“E.M. Cioran: a philosopher dedicated to skepticism” – Joseph COATES

Chicago Tribune, June 23, 1991

Anathemas and Admirations
By E.M. Cioran
Translated from the French by Richard Howard
Arcade, 256 pages, $22.95

People who read philosophers for entertainment (probably a larger constituency than the average American publisher would estimate) want thinkers who can also write, and such readers have had hard slogging in the 20th Century. Wittgenstein`s life is more interesting than his work, Heidegger impossible except when he`s discussing Nietzsche, Sartre unreadable when he`s writing philosophy and entertaining only when filtering his ideas through another sensibility-Freud, Genet, Flaubert-or embodying them in novels and plays.

Thank heavens, then, for the tonic clarity and gallows humor of the Romanian exile E.M. Cioran, who has been described as a ”sort of final philosopher of the Western world” whose ”statements have the compression of poetry and the audacity of cosmic clowning.”

Cioran writes out of a kind of hilarious insomniac despair that takes for granted our own darkest fears and finds in them reasons not only to continue living but also to have fun doing so. According to this ”skeptic-on-duty in a decaying world,” as he titles himself, ”the fact that life has no meaning is a reason to live-moreover, the only one.” And ”since day after day I have lived in the company of Suicide, it would be unjust and ungrateful to denigrate it. What could be healthier, what could be more natural?” Besides, to end one`s life would deprive one of the pleasure of deriding it, he says elsewhere.

No one should infer from this an attitude of lofty superiority on Cioran`s part. He is so far beyond disillusion as to recognize and ridicule the egomania of the illusioned self he was in his youth, yet still finds the most convincing reasons for condemning humanity in the study of himself.

”The Self-that supreme farce,” he says in a typically terse observation; and in another: ”A glum sky-my mind masquerading as the firmament.” So we tend to credit him when he says that ”of all creatures, the least intolerable are those who hate human beings. Never run away from a misanthrope.” Thus the paradoxically bracing effect of another Cioran mot, in the chapter of aphorisms called ”The Lure of Disillusion”: ”I anticipated in my lifetime the disappearance of our species. But the gods have been against me.”

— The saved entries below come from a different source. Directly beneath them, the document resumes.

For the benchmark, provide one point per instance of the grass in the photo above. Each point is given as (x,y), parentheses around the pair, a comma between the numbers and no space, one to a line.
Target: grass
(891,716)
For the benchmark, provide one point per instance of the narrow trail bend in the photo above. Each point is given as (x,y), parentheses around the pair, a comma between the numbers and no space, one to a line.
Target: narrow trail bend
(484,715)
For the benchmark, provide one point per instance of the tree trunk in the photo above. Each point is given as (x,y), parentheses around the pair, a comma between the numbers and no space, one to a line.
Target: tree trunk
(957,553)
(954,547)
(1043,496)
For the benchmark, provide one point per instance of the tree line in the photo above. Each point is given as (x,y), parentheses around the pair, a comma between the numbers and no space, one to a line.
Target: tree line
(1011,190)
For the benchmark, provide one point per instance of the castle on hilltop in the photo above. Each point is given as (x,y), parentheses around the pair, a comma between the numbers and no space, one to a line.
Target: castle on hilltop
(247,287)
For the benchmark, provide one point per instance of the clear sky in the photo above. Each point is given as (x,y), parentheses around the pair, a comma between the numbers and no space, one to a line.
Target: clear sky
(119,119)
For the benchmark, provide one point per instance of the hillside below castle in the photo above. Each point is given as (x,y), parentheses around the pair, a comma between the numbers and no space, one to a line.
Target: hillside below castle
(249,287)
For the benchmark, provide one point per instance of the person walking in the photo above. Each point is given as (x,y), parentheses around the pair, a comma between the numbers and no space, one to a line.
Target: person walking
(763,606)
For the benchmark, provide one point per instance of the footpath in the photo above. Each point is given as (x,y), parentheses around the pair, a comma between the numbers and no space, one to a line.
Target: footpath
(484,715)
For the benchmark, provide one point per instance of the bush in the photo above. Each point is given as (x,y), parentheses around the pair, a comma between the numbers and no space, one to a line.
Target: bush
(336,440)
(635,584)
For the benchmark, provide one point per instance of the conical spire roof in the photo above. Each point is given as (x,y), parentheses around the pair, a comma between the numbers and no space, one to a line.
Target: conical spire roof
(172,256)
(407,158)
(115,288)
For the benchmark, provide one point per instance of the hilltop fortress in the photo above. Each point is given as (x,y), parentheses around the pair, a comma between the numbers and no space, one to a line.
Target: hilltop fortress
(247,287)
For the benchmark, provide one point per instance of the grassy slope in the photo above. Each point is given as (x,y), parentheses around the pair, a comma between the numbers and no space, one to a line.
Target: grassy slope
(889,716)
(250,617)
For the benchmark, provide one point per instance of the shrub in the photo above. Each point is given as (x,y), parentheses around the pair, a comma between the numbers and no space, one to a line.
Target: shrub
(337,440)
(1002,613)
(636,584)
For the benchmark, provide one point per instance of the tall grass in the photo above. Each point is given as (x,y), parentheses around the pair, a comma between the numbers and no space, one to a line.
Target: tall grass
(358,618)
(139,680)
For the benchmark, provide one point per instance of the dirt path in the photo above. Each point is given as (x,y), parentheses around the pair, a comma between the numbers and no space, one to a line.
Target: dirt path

As for the gods or God, Cioran seems unable to believe, yet not for the reason that boggles most moderns, the question of evil: If there is a God, how could he permit the French Revolution, much less Buchenwald? Writing on the reactionary thinker Joseph de Maistre, he takes this in stride: ”Good and Evil principles coexist and mingle in God, as they coexist and mingle in the world. The notion of God`s culpability is not a gratuitous one. . . . Only such an idea confers some intelligiblity on the historical process, on all it contains that is monstrous, mad, and absurd. . . .”

History is futile by definition, Cioran says. Every ”impulse of renovation” or revolution, as it defines and confirms itself, ”loses energy, and this is also true of ideas. . . . Beyond their virtual status, thought and action degrade and annul themselves: one ends up as a system, the other as power: two forms of sterility and failure,” and thus ”we fulfill ourselves only on our own ruins.”

That is one of his reasons for admiring Samuel Beckett, one of the few fiction writers he exempts from somnolence (in the world of letters, he says, ”to be asleep is de rigueur”). Beckett, he says, lived ”not in time but parallel to it. . . . He is one of those human beings who make you realize that history is a dimension man could have done without.”

Cioran also characterizes himself in his praise for Jorge Luis Borges, whom he consoles for ”the misfortune of being recognized. He deserved better . . . to remain as ineffable and unpopular as nuance itself.” In Cioran, as in Borges, ”everything is transfigured by the spirit of play. . . . I have never been attracted to minds confined to a single form of culture: `Not to take root, not to belong to any community`; such has been and such is my motto.”

”Anathemas and Admirations” is a good introduction to Cioran because it is his most incidentally autobiographical book, a mixture of long and short essays on literary and philosophical figures, chapters of thematically arranged aphorisms and letters to friends and editors about other writers-including the scholar of religions Mircea Eliade, whose differences from himself he uses to carve his own thinking into sharper relief.

Among his many anathemas is the French language-in which, perversely, he has chosen to write, despite (or possibly because) he sees it disappearing from the world: ”Today, when this language is in full decline . . . it is I, a Balkan reject, who suffer at seeing it go under. Well then, I shall sink, inconsolable, with it!”

That last word in the book has the sound of valediction, though one hopes this is not indeed the 80-year-old Cioran`s last word.